Plus d’animalerie
À l’instar de Toronto et de Gatineau, Rosemont – La Petite-Patrie veut ainsi combattre une surpopulation de chiens et de chats sur son territoire. On y dénombre quelque 35 000 animaux abandonnés par année.
« On a une problématique sur les achats compulsifs sur notre territoire et on veut inciter les gens à adopter. Il y a deux animaleries qui vendent des animaux dans Rosemont – La Petite-Patrie. On veut s’assurer que ces deux endroits puissent continuer à faire commerce, tout en empêchant la prolifération de nouveaux commerces qui pourraient aggraver la situation déjà existante », souligne le maire de RPP, François W. Croteau.

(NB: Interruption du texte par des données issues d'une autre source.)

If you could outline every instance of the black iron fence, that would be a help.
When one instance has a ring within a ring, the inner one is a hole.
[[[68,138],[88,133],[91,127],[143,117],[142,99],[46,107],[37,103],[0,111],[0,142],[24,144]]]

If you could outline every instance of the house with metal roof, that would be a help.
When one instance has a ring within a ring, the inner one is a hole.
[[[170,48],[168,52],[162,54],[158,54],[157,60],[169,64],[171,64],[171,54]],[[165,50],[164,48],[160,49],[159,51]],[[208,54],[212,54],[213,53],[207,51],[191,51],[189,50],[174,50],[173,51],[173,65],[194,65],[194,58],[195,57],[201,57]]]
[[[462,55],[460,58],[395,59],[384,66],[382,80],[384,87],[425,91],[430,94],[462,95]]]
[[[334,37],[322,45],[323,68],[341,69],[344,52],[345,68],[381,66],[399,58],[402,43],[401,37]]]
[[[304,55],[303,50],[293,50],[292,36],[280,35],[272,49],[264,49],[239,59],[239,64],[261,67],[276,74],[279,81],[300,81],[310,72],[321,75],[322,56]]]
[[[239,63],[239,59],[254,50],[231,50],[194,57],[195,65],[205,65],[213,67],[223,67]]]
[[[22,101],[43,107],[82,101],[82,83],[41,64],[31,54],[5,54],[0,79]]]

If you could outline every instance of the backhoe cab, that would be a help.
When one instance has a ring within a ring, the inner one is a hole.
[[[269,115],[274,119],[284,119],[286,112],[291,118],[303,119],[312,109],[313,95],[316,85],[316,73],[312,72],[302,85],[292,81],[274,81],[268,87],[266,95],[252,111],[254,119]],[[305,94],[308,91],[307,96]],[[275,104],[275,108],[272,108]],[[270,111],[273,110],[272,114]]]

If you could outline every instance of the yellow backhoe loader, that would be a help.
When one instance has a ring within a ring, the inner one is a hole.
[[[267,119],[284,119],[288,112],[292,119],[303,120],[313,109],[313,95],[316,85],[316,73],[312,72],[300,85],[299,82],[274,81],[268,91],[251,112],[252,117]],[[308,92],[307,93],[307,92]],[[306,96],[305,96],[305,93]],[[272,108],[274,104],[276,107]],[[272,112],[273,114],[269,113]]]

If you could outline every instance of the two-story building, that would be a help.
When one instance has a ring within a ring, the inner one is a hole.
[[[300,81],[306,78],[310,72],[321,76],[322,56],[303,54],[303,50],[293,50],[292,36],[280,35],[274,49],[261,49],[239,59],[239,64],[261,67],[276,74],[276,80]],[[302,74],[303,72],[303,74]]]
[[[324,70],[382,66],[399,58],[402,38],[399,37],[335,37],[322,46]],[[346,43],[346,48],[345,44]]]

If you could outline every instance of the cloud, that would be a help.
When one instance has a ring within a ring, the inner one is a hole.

Cette action de l’arrondissement entraînera, espère le maire, une augmentation des adoptions d’animaux présents dans les refuges, dont Réseau secours Animal, qui s’occupe des chats errants. Ce dernier est actuellement à relocaliser ses installations, devenues désuètes et trop petites (lire l’article à ce sujet).
« Il fallait agir, poursuit le maire. Le premier geste est la conscientisation des citoyens. Il faut diminuer le nombre d’animaux dans les refuges et on pense qu’un tel règlement aidera à l’adoption. »
Cette démarche s’inscrit dans une série de mesures entreprises par la Ville de Montréal et l’arrondissement pour la protection des animaux. Celles-ci prévoient, entre autres, d’inclure dans le cahier de charges des exigences plus contraignantes pour les soumissionnaires qui répondront au prochain appel d’offres pour les services de fourrière.
D’autres mesures visant à responsabiliser les propriétaires d’animaux domestiques sont aussi à venir. Rappelons qu’en 2009, l’arrondissement interdisant la possession de plus de trois chats ou de deux chiens par résidence.
Chaque année, on dénombre plus de 35 000 animaux abandonnés par les résidants.